These days, businesses increasingly rely upon web apps for everything from conducting internal business to connecting with customers. They're popular because they offer accessibility, efficiency, and productivity gains.
At the same time, it's wise to think of these online applications as windows into a business. Accessibility offers a benefit when attracting online customers or providing employees with remote access. On the other hand, that same advantage can also attract hackers' attention, so organizations should not take their web application security chances.
The 2020 Verizon Data Breach Investigations Report found that 43 percent of all data breaches came from attacks on web applications, a figure that increased dramatically from the previous year. With the rise of remote work and increased popularity of conducting business online, malicious users' number of opportunities to breach digital apps also increased. Some common examples of internet app security threats include cross-site scripting, SQL injections, and poor configuration or maintenance of servers and networks the apps run on.
For an example of a SQL injection attack against consumer software, Vice reported that hackers exploited a bug affecting Epic Games, the video game site responsible for the popular game Fortnite. The attackers could use this exploit to access user accounts. Not only could digital criminals listen to player conversations, but they could also download credit card information.
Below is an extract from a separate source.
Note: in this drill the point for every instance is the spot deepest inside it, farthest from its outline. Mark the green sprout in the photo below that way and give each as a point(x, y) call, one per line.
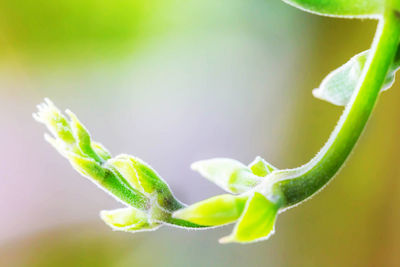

Beyond video games, severe attacks targeted state voter registration databases in 2017 and Cisco's licensing manager in 2018.
In 2020, Microsoft issued instructions to ensure that Exchange servers had the proper configuration to protect apps and users. Adequate server security offers organizations a critical tool for defense against attacks. Without it, hackers could gain access to high-level credentials that would allow them to steal data or even gain control of business systems.
Web application security refers to practices associated with preventing malicious attacks against online apps. Free vulnerability scans provide a starting point; however, sophisticated online criminals have learned to stay ahead of the databases on which these free tools rely.
Some paid scanning software relies upon a frequently updated database of known attacks and artificial intelligence that can send alerts based upon suspicious behaviors. Full penetration testing can uncover web app vulnerabilities by combining high-tech vulnerability scans and the insights of trained security professionals who will mimic today's hackers' actions and strategies. These insights ultimately reveal hidden vulnerabilities, providing an action plan to remediate your web app security weaknesses before digital criminals can exploit them.
Besides vulnerability testing, businesses also need to make a point to apply all security patches upon release. CSO Online reported that 60 percent of all breaches stemmed from security issues with an existing but unapplied patch.